A new section in the error report has been implemented and it’s located under A_OVERVIEW label. This section will contain the following information:

  • Number of observations in the data
  • Number of zeros in the data
  • Number of N/A values in the data
  • Confidentiality Flags found in the data
  • Quality Flags found in the data
  • Total number of confidentiality flags found in the data
  • Total number of quality flags found in the data

The following image shows a data overview example from the error reports:

4.3. Confidentiality Audit Report

In order to obtain the Confidentiality Audit Report, giving an overview on the flags in the data and encountered confidentiality audit errors,you must select the View details statistics report option corresponding to the CONFAUDITOUTPUT_ reference.

The report will be downloaded as a CSV file and can be opened in Excel.

Legend:

When a cell is marked : ***T1_L2*** ***T2_T30*** : a secondary confidentiality flag is missing for NACE dimension - between NACE 2 and 3digit level (T1_L2) and for size class dimension (T2_T30).

There are three types of confidentiality checks:

  • Type1:
  • Only the NACE dimension is checked
  • Type of error:
  • error level1 (between NACE 1 and 2digit level)
  • error level2 (between NACE 2 and 3digit level)
  • error level3 (between NACE 3 and 4digit level)
  • Concerned tables:
  • 1A, 2A, 3A, 4A, 2D, 3H, 4D, 2E, 3I, 4E, 2F, 3J, 4F, 2G, 4G, 4H etc.
  • Type2:
  • An additional dimension to the NACE is checked (size class breakdowns, NUTS, environmental domains etc.)
  • Concerned tables:
  • 1B, 2C, 3B, 4B, 1C, 2H 3C, 4C, 2B, 2I, 3D, 2J, 3E, 2K, 3F, 3G, 3K, etc.
  • Type3:
  • Checks on consistency of linked series:
  • 1B/1A, 2B/2A, 3B/3A, 4B/4A, 1C/1A, 2C/2A, 3C/3A, 4C/4A etc.

5.EBB for IFATS

Due to some small differences between the data validation process for the SBS annexes and IFATS, a new chapter is added for the data validation process of IFATS data.

The information mentioned inIntroduction and Chapter 1 is common for all SBS annexes and IFATS.

5.1. Data loading

This is the first action to be done when starting a validation procedure. The data to be validated must be loaded into EBB_SBS to become a dataset.

A dataset is based on a format. For example, the data to be validated will have the FATS_DATA format.

5.2. Importing a dataset - main page

From the main menu, select “Dataset / Import datasets”

The following dialog will be displayed:

5.3. Importing a dataset – Selecting the data source

In order to select the data file to be validated, user will use the following part of the dialog:

For IFATS datasets please note that it is mandatory to have comma or a semicolon after the 16th column, otherwise your file will be rejected.

Example:

1G;2008;IT;30;B-N_S95_X_K;30;V1;12110;45189;;;;;;KEUR;;

The button will enable the file selection.

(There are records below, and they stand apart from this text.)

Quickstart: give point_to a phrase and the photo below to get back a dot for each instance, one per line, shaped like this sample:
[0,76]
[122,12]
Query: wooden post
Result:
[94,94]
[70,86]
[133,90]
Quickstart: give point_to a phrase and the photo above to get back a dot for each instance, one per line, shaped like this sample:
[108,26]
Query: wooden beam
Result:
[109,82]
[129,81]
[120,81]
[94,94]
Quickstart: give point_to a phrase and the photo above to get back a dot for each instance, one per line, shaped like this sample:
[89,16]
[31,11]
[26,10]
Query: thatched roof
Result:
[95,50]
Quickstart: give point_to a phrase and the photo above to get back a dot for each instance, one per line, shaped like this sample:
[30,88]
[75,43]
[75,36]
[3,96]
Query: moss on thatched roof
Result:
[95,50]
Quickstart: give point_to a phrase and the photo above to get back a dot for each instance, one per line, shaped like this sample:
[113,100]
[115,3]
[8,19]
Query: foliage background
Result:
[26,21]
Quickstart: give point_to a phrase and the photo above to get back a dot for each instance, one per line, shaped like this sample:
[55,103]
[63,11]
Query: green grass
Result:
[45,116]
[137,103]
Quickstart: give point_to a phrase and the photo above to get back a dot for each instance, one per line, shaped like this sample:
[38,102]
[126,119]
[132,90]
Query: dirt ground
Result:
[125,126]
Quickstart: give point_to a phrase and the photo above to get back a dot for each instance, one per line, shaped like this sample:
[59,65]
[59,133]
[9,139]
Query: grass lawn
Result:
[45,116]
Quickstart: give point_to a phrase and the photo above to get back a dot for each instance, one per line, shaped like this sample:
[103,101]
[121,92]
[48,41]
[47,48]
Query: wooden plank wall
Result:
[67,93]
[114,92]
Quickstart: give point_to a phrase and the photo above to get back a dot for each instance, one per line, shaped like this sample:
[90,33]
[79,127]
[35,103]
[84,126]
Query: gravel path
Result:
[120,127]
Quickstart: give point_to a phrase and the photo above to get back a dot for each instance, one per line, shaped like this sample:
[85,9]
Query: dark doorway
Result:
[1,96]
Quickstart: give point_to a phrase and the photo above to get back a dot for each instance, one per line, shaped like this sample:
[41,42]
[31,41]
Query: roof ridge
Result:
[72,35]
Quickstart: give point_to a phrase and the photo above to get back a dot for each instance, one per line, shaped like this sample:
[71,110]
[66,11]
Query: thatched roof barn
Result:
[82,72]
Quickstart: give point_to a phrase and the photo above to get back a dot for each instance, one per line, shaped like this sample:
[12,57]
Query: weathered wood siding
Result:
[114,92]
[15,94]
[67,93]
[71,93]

When selecting the “CSV” part in the dialog window, please check all the other criterias:

- Skip Header Lines

- Field Delimiter

- Decimal Point Character

-Text Qualifier

-Thousand Delimiter

Normally, they have been set to the default format (as described in the user guide). Any of these parameters can be changed if necessary: for example, if the dataset you want to load has got as adelimiter a comma (,) then replace the semicolon (;) in the “Field Delimiter” with a comma (,).